Antes de continuar este artículo te invitamos a revisar los siguientes temas:

Una vez que has leído toda la información anterior donde exponemos los beneficios del bozal, el proceso adecuado para adaptar a tu perro a éste, así como los tipos que hay con sus respectivas inconveniencias y beneficios, te compartimos las razones de por qué un y cuándo un perro puede o debe llegar a usar bozal.
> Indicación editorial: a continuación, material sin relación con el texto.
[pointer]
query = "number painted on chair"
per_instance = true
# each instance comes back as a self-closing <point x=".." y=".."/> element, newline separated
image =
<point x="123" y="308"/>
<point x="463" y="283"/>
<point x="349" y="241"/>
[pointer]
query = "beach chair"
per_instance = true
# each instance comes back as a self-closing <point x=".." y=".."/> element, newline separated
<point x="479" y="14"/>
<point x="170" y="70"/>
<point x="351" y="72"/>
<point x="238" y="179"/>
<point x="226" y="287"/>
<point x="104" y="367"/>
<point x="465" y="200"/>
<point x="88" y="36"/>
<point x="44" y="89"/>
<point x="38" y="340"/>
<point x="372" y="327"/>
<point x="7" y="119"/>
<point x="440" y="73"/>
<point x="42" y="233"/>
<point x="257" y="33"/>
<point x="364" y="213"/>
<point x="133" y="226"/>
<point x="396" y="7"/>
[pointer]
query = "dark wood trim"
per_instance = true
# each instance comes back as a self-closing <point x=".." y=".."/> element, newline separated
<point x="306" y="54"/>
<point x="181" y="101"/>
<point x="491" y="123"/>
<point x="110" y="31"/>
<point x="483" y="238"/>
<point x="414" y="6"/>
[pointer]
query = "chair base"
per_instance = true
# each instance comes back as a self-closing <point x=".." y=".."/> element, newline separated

El uso del bozal es obligatorio cuando:

  • Vas a viajar a países como España, donde las regulaciones para viajar con tu perro están bien establecidas,  como por ejemplo en los trenes de RENFE.
  • Si tu perro pertenece a la lista de los perros considerados potencialmente peligrosos según el Real Decreto 287/2002 de España:
    • Perros de raza: Pit Bull Terrier, Staffordshire Bull Terrier, American Staffodshire Terrier, Rottweiler, Dogo Argentino, Fila Brasileiro, Tosa Inu, Akita Inu.
    • Perros que manifiesten un carácter marcadamente agresivo o que hayan protagonizado  agresiones a personas o a otros animales. En este caso el Gobierno de España te lo solicitaría.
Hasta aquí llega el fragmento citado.